Many companies now use employees who work remotely.
I’ve written about managing, engaging, and motivating remote workers — but how do you fire people who don’t physically work in your company?
Do you text them? Send them an email? Yikes! That doesn’t sound like a very good practice, does it?
You must be prepared for this situation, and our short, sweet guide will give you the help you need!
More people are working remotely:
Many companies are now using employees who work remotely. There are approximately 8,000 people working remotely just in Kitsap County alone!
Whether or not your employee works in your office with you, they still deserve to be treated professionally and with respect.
What happens when you need to let a remote worker go?
Use technology to meet “face to face”:
It’s always preferable to let a worker go in a face-to-face meeting.
If your remote employee periodically comes into the office for check-ins or meetings:
- Wait to use that opportunity to let them know in-person.
If a remote worker never comes to the office, you should:
- Use technology like Skype, FaceTime, or other video-conferencing software so you can see one another while you talk.
- Body language is a crucially important aspect of communication. With video software, your face will have to convey everything.
It’s important to soften this blow with a personal touch.
It’s also a good idea for you to have someone else in the room with you as a witness. They don’t need to partake in the meeting. Just let your employee know who it is and why they are there.
Pick a time that works best for the remote worker:
Be sure to consider what time it is where your employee resides.
If someone works for you in another country, you don’t want to terminate them in the middle of the night, just because that’s when you are working!
Follow up with written documentation:
Follow up the conversation by sending documentation to their home.
Losing a job is an emotional time, and people don’t always absorb everything they’re being told in the moment.
Adhere to unemployment law’s in the worker’s region:
You need to consider the employments laws that apply where your employee lives and works.
In Washington State, for example, a terminated employee must be paid their final wages by the next scheduled pay date.
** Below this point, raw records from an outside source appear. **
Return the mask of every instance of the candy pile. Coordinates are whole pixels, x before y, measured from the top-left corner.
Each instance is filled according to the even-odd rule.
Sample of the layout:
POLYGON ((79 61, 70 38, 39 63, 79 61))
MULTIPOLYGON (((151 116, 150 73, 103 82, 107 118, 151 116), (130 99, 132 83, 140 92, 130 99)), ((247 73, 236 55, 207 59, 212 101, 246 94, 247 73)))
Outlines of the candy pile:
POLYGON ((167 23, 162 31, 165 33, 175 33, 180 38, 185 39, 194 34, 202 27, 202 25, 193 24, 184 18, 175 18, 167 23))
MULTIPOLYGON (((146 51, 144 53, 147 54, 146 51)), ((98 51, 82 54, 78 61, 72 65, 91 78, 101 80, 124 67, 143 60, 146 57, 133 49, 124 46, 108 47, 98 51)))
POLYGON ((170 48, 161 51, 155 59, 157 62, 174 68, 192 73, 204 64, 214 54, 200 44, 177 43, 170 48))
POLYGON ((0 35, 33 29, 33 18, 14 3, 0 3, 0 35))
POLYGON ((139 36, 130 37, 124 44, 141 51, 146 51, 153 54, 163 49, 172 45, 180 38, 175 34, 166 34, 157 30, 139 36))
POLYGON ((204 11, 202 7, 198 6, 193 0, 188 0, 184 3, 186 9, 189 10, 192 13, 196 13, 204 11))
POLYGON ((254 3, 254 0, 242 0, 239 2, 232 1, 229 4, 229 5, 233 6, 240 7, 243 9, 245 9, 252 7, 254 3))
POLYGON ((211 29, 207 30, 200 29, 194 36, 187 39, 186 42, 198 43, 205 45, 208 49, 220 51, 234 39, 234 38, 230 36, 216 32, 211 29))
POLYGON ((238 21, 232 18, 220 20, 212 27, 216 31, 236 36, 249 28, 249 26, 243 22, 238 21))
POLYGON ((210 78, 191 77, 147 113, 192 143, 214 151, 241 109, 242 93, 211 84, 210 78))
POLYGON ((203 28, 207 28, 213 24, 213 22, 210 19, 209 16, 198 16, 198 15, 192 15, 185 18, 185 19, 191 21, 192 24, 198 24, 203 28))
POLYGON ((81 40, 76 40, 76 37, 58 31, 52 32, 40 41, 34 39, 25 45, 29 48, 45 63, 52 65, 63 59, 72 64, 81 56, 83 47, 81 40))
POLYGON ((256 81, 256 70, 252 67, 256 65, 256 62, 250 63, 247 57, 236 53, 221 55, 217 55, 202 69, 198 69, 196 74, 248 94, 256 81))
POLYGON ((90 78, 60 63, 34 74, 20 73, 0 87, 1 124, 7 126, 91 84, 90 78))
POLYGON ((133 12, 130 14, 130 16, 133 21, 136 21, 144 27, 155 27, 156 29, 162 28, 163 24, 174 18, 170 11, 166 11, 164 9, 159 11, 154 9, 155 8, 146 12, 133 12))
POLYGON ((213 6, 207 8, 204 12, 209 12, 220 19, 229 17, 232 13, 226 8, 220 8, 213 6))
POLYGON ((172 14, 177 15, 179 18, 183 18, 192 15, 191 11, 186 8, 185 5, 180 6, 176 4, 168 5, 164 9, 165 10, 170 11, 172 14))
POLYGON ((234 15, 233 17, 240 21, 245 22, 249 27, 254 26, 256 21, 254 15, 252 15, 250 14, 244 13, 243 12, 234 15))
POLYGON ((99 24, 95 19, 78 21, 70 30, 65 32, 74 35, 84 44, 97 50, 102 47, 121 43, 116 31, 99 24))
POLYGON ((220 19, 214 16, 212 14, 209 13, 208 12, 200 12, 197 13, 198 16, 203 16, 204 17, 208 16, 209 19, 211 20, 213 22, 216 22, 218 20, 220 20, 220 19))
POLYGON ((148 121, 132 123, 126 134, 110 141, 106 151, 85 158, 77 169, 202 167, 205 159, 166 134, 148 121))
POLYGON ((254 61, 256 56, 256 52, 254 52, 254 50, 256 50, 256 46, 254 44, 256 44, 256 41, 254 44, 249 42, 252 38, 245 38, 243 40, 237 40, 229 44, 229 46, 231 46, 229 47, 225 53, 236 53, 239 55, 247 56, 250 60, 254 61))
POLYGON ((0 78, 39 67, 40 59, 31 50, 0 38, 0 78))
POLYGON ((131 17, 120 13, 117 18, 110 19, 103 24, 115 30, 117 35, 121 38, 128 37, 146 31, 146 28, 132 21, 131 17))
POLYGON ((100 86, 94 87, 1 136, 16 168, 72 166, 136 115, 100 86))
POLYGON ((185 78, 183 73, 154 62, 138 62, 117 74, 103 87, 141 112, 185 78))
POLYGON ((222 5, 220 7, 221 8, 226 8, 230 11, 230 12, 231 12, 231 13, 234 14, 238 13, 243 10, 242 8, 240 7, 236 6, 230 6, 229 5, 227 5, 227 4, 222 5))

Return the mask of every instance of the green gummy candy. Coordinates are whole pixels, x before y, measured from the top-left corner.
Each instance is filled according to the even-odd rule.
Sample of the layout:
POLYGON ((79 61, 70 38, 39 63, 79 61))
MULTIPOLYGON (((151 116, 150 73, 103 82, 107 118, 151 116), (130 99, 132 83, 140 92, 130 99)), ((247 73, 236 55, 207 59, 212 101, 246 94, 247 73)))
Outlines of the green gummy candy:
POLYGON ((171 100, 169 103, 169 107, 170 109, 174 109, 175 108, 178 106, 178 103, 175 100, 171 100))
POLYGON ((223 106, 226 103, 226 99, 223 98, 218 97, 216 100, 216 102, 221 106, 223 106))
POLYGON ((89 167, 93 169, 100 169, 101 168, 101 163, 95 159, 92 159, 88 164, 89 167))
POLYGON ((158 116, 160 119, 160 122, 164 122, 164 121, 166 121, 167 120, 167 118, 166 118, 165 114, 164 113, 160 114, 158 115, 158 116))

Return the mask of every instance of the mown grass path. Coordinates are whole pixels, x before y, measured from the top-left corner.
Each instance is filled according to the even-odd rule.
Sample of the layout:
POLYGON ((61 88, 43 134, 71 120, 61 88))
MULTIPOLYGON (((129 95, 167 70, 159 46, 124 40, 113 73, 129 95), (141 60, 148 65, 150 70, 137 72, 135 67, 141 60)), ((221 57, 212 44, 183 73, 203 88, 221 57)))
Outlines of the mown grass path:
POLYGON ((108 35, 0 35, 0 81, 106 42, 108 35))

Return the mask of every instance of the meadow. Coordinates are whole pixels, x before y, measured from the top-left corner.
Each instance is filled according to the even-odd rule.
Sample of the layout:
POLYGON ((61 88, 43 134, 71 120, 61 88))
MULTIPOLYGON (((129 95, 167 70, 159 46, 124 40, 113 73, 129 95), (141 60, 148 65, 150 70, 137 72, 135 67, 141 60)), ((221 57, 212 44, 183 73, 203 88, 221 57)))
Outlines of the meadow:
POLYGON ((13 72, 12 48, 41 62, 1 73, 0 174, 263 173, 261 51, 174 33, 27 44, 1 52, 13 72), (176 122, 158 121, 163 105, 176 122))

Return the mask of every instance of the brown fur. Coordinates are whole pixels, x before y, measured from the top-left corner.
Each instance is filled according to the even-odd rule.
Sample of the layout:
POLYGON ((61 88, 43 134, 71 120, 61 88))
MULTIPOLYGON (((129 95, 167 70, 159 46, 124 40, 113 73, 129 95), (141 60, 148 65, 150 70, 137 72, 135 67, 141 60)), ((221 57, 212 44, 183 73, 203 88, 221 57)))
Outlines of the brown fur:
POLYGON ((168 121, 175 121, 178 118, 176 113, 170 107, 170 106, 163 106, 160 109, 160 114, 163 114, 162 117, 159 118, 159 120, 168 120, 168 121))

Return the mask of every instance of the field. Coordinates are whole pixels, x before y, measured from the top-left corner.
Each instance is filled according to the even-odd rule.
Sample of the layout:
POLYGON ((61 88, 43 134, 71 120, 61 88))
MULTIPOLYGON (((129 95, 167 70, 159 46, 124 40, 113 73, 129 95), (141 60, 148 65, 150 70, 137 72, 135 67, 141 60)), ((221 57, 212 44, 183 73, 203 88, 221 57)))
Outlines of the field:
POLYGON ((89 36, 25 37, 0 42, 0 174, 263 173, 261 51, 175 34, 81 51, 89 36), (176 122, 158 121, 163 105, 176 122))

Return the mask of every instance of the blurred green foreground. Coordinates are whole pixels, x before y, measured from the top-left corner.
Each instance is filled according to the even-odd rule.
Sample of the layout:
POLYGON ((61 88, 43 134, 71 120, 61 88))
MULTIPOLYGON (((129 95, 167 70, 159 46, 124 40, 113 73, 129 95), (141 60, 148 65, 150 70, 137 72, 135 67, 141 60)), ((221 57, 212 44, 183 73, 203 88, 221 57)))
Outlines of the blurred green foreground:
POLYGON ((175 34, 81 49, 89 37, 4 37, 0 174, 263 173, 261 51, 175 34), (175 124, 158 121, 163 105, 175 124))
But this varies state by state.
If you are terminating an employee in California or Colorado, they must be issued their final pay immediately.
Prep your tech security in advance:
When employees are terminated, a company often protects themselves by having someone stay with the worker while they gather their personal items and exit the building.
This is a whole different experience with someone working remotely.
You’ll need to:
- Prepare in advance to cut off any access to the company’s servers, email, databases, etc
- Consider that they may have company assets at home, such as a computer, cell phone, etc., as well as company records and information
- You may want to arrange for a security service or courier to be ready to pick up all of the company’s property soon after the termination conversation
- Depending on the state, you may be able to withhold some money from the worker’s final pay if they don’t return company equipment. This should be agreed to by both parties in writing when the employee is hired.
Notify your entire staff:
Terminated employees often have to do the dreaded walk of shame as they gather up their items, say goodbye to coworkers, and exit a building for the last time.
Your remote worker is relieved of this unpleasantness — but other employees may feel like their coworker just kind of disappeared from the company. ‘
Tactfully let the staff know what happened, without violating the terminated employee’s right to confidentiality.
We always hope when we hire someone that the relationship will be excellent and last for a long time. But we know that this is not always the case.
Preparing for the end game ahead of time will lessen the blow and make a difficult situation easier for everyone involved.